Ci sono, tuttavia, due osservazioni che spontaneamente nascono dalla lettura delle cronache dell’evento di premiazione, avvenuto a Villa delle Favare.

Scegliere di stilare un ampio ventaglio di premiati rischia, nel giro di qualche anno, di esaurire il numero di meritevoli a cui conferire il riconoscimento. O quantomeno si rischia di individuare personalità via via “minori” rispetto a quelli già chiamati sul palco. In altre parole: meglio scegliere, per ogni edizione, pochi ma farlo con criterio, evitando motivazioni troppo generiche.

Altro aspetto che è saltato alla mia attenzione è la categoria del “premio alla memoria”. Non è inusuale che certi riconoscimenti vengano dati post mortem. Di solito accade per scomparse premature o improvvise.

Nel caso della manifestazione del Comune di Biancavilla sembra, invece, che si tratti di una categoria fissa, da riproporre ogni anno. L’idea, in questo caso, non fa altro che certificare la disattenzione che in passato l’istituzione comunale ha avuto nei confronti dei biancavillesi meritevoli.

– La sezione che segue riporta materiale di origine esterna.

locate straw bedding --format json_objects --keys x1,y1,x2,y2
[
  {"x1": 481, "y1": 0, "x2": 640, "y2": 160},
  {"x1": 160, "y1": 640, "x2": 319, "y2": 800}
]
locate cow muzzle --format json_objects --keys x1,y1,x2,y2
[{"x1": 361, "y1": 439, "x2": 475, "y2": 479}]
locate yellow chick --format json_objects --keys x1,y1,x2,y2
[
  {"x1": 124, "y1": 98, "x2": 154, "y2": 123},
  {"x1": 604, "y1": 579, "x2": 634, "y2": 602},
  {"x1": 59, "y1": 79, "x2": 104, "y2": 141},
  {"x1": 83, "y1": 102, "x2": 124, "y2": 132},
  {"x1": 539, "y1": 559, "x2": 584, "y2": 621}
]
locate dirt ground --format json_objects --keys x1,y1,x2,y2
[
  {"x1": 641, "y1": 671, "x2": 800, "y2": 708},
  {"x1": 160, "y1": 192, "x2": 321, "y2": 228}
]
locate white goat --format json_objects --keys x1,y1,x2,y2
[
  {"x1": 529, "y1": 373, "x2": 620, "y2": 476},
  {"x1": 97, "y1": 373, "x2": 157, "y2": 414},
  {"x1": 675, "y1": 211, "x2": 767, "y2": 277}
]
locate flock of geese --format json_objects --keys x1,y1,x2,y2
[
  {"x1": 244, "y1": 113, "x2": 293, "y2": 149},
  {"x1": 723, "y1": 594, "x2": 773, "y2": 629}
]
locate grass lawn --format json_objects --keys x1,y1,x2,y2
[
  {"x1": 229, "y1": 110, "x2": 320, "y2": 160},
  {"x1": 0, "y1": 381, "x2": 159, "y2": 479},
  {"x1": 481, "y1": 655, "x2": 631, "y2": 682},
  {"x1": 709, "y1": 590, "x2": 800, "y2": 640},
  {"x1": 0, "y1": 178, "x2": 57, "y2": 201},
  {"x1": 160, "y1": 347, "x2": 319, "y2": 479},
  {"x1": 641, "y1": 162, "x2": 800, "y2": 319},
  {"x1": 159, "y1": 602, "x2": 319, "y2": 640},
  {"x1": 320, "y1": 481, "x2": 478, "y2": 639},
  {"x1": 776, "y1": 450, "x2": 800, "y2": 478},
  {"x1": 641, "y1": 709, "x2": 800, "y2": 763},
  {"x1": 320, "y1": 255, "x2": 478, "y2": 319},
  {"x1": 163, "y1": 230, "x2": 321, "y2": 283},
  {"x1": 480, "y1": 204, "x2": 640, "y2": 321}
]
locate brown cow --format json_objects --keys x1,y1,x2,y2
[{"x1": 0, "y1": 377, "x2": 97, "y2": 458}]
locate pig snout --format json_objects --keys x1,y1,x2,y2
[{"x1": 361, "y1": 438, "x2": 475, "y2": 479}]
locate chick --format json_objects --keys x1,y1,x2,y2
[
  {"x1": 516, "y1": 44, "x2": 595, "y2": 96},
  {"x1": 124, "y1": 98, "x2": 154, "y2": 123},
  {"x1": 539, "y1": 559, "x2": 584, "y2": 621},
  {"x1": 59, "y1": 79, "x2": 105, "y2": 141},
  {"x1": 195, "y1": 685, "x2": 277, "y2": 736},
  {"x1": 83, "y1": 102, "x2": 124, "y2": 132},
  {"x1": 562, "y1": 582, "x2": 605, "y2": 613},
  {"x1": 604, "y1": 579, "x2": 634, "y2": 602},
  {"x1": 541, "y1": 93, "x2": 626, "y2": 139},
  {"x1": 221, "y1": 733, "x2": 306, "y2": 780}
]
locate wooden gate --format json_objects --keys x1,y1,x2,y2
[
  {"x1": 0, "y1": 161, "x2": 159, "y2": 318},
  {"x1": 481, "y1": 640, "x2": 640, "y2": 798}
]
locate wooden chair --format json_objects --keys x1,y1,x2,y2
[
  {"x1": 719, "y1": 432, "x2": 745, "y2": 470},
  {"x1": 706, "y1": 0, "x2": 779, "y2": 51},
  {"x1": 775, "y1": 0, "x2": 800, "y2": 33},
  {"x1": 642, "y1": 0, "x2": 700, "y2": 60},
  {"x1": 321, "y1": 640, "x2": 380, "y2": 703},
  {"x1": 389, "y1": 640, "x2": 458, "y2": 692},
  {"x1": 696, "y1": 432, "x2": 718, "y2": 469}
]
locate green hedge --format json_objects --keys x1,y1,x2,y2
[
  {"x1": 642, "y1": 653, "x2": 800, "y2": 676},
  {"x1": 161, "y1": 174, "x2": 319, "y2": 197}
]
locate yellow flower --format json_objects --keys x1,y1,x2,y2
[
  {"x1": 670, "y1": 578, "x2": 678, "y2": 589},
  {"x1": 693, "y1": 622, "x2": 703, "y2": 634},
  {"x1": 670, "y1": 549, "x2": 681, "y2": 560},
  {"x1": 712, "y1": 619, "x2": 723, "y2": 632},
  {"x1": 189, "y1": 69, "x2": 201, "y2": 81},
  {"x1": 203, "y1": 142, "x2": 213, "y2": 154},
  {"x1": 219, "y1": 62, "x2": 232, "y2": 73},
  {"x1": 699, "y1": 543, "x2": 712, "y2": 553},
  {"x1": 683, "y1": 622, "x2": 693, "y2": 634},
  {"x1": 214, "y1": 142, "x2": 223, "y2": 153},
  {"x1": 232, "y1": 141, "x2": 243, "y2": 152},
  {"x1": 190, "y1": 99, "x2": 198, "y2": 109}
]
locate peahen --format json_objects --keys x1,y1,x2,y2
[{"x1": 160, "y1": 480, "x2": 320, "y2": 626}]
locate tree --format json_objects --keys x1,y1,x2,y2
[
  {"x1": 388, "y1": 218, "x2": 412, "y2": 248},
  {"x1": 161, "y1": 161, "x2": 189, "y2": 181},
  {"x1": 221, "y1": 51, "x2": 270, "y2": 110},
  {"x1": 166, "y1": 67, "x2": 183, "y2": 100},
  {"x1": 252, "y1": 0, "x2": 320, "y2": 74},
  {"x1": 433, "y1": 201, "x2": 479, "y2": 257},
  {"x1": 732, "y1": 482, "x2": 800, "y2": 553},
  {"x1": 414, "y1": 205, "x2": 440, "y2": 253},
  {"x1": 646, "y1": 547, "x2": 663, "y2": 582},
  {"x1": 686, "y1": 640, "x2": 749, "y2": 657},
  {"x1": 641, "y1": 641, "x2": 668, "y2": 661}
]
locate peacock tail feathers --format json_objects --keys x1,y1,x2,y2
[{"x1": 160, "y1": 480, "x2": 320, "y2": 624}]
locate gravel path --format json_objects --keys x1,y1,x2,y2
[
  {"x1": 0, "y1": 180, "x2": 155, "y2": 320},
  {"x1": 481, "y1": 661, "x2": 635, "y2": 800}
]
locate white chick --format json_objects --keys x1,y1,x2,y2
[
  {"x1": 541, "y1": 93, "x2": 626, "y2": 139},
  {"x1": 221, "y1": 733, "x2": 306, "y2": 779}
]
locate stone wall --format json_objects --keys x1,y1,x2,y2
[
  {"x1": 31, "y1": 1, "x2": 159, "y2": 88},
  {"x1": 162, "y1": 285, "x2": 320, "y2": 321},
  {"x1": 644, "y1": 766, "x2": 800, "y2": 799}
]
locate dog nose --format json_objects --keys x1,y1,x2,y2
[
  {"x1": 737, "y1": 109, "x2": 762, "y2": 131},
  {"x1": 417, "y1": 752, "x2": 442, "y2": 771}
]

I premi si danno in vita, non dopo la morte! Sembra si voglia colmare l’indifferenza che sindaci e consiglieri hanno mostrato nel passato. Cosa vera, ma ormai è troppo tardi. Vogliamo dare un premio, dunque, alla memoria per Antonio Bruno e farci perdonare le malignità riservate prima e dopo la sua morte o l’oblio che ne è seguito per decenni? Guardiamo avanti.